From battle tanks to electrical power plants, deciding what to hit in the air war was left largely to military experts in Washington and Europe. But as the air campaign failed to achieve quick success and dragged on longer than expected, the Pentagon feared it would run out of top-notch targets and sought suggestions from the CIA. "We were very much looking for additional targets," Hamre said.

At the CIA, analysts had long suspected the headquarters of a Yugoslav arms agency was financing the Yugoslav military by selling advanced technology to rogue nations, and jumped at the chance to destroy a stubborn nemesis.

"This episode is unusual because the CIA does not normally assemble, on its own, target nomination packages containing the coordinates of specific installations or buildings," Tenet said.

The inexperience was clear from the start. The CIA team used a flawed technique for locating the arms agency headquarters, Tenet said. It had the correct street address for the arms agency, Bulevar Umetnosti 2. But to pinpoint that location, the analysts used a technique of comparing the number sequence on parallel streets. Tenet said this practice offered only "an approximate location" and was "inappropriate" for selecting aerial targets.

The analysts compounded that mistake by using three maps to locate the arms agency: two Yugoslav commercial maps from 1989 and 1996, and a U.S. government map produced in 1997. None showed the location of the Chinese embassy, which was built in 1996.

Only after the disaster did the CIA turn up in its files two maps that accurately placed the embassy: one was a map handed out by a Belgrade bank that showed a branch office near the embassy; the other listed the embassy and its grid coordinates in its index but did not mark the building on the map itself, an American official said.

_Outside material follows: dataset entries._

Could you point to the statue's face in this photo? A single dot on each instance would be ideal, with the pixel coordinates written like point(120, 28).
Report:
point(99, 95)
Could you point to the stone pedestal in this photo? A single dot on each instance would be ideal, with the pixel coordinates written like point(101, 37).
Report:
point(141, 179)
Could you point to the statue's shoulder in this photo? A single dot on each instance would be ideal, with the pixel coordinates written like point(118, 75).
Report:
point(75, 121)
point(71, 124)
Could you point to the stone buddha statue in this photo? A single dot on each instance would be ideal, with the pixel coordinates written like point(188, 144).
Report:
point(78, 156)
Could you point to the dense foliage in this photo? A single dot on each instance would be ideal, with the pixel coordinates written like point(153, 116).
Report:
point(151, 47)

Since this was the agency's first time developing a "target package," there was no procedure in place for senior officials to review the work, Tenet said. "This initial misidentification took on the mantle of fact," he said. "There was no cautionary language associated with it."

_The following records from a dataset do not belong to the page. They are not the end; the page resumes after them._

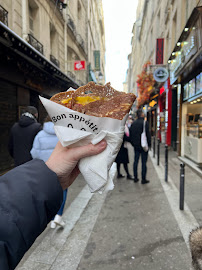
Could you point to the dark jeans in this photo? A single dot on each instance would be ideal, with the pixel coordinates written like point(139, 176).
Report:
point(144, 156)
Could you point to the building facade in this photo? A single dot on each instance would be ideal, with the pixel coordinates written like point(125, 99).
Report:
point(45, 49)
point(163, 32)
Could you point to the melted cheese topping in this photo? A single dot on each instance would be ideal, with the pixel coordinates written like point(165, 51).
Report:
point(64, 101)
point(86, 99)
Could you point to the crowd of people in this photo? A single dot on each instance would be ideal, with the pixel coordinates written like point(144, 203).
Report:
point(34, 192)
point(133, 132)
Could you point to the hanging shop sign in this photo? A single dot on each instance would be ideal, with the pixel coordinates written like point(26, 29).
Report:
point(159, 50)
point(97, 60)
point(161, 74)
point(79, 65)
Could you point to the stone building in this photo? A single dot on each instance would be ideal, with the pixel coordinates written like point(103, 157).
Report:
point(168, 33)
point(44, 49)
point(96, 42)
point(156, 19)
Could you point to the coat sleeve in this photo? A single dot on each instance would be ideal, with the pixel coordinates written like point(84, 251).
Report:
point(148, 134)
point(35, 151)
point(30, 196)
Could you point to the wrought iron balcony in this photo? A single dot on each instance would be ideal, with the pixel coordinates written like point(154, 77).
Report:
point(3, 15)
point(80, 41)
point(71, 75)
point(54, 60)
point(35, 43)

Military planners never caught the mistake, partly because they assumed the location had already been verified, Hamre said. A final backup also failed when several computerized databases of sites that were off limits to bombing, including embassies, hospital and churches, did not have the current location of the Chinese embassy.

"Database maintenance is one of the basic elements of our intelligence effort, but it is also one that has suffered in recent years as our workforce has been spread thin," Tenet said.

The administration has taken several steps to avoid a recurrence, including a system to update the databases. When bombing cities, Tenet said, a new policy requires that government officials familiar with the location be consulted, and "sign off on what a satellite picture says a site is or isn't."